Qual a consequência?
A consequência, no entanto, é a interrupção do fluxo natural das emoções. Ao bloquear os sentimentos, o organismo não consegue processar a carga de estresse gerada pelas experiências difíceis. Essa energia, não elaborada, permanece acumulada no corpo, manifestando-se de forma somática. "Esse bloqueio impede que o organismo processe a carga de estresse, portanto ela continua dentro de nós, gerando consequências físicas e emocionais. É quando o corpo fala aquilo que a nossa voz cala", diz a especialista. Pesquisas publicadas no Journal of Psychosomatic Research confirmam que traumas emocionais não resolvidos estão ligados a dores crônicas, fadiga e distúrbios gastrointestinais. A ciência aponta que a integração entre corpo e mente é essencial para a saúde.
Práticas terapêuticas voltadas à reconexão com o corpo ajudam a liberar as tensões acumuladas e restaurar o equilíbrio do sistema nervoso. "Quando recuperamos a presença no corpo e permitimos que as cargas de estresse cumpram seu curso, recuperamos também a conexão com a nossa autenticidade", conclui Bruna Côrtes. Cada vez mais, o tema ganha relevância na saúde mental e física. Compreender o trauma como uma experiência que ultrapassa o psicológico e atinge todo o organismo é um passo fundamental para tratamentos mais completos e eficazes, capazes de resgatar a integridade emocional e física das pessoas.
Sobre Bruna Côrtes
Bruna Côrtes é psicóloga formada pela PUC do Rio e Diretora Técnica e Psicóloga Clínica na Norte Saúde Mental.
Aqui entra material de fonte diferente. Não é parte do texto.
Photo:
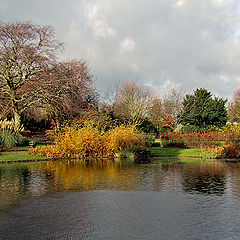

Com mais de 15 anos de experiência, atuando em diversas frentes, incluindo a Santa Casa de Misericórdia, instituição referência em atendimento e promoção de saúde no Brasil, ela é especialista em Psicotrauma e Terapia Sistêmica. É também professora e supervisora de terapeutas em formação, além de palestrante e facilitadora de vivências psicológicas coletivas.